Sé que lo está pasando fatal y que la idea de
que otro hombre me toque le resulta insoportable.
Es parte de su territorialidad irracional, de su
forma de ser imposible. Pero tiene que superarlo.
El médico nos mira, algo desconcertado, y espera
a que Jesse tome la iniciativa y se siente a mi
lado en la cama. ¿Qué haré si se marcha? No creo
que pueda soportarlo. Sin embargo, respira hondo,
coge fuerzas y se sienta a mi lado. Me coge la
mano entre las suyas y se las lleva al pecho. Agacha la
cabeza. No puede mirar.
Estoy flanqueada a un lado y a otro. Un hombre
me examina con cuidado y el otro respira hondo
y me aprieta la mano. Echo la cabeza atrás y
miro al techo. Estoy deseando terminar con esto para
que Jesse pueda llevarme a casa y podamos
comenzar el doloroso proceso de asimilar lo que ha
pasado. ¿Quién conducía el DBS? Esto arroja una
luz completamente diferente sobre el episodio del
desmayo en el bar. No creo que Mikael esté tan
trastornado por la venganza como para llegar a estos
extremos.
—Está un poco frío —dice el médico.
A continuación desliza el aparato por mi
interior sin quitarle ojo a la pantalla y la pequeña
habitación se llena de unos zumbidos y unos
golpeteos distorsionados. El médico emite sonidos
extraños mientras aprieta botones con una mano y
con la otra hace presión con la sonda. No duele.

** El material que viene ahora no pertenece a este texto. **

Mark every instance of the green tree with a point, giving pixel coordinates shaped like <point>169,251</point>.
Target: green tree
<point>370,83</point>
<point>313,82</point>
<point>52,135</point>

Nada duele porque todavía estoy insensible. Y de
repente deja de mover la mano y de pulsar botones
en el ecógrafo. Miro al médico, que está
estudiando con atención la imagen de la pantalla. Y al final
me mira.
—Todo está bien, Ava.
—¿Perdón? —susurro. Mi corazón moribundo se ha
despertado de repente y amenaza con
salírseme por la boca, decidido a asfixiarme del
susto.
—Todo correcto. Un leve sangrado en los primeros
meses del embarazo puede ser
perfectamente normal pero, dadas las
circunstancias, teníamos que ser precavidos.
Jesse me aprieta la mano con fuerza, tanto que
al final siseo de dolor. Afloja de inmediato y
levanta poco a poco la cabeza hasta que sus ojos
encuentran los míos. Son enormes estanques verdes
que reflejan su sorpresa y tiene las mejillas
empapadas. Sacudo la cabeza como si, de todo el horror
que ha traído el día, éste fuera el instante que
he soñado. Nos limitamos a mirarnos. Ninguno de los
dos sabe qué hacer con la noticia. Jesse intenta
hablar pero no puede. Yo lo intento también pero no
logro articular palabra.
Se pone en pie y vuelve a sentarse para
levantarse de nuevo después. Me suelta la mano.
—¿Ava sigue estando embarazada? Ella... ella...
hay... estamos...
El médico se ríe.
—Sí, Ava sigue estando embarazada, señor Ward.
Siéntese. Se lo mostraré.
Jesse me mira un instante con ojos estupefactos
y luego mira la pantalla.
—Prefiero estar de pie, si no le importa.
Necesito mover las piernas. —Se inclina sobre la
cama con los ojos entornados—. No veo nada.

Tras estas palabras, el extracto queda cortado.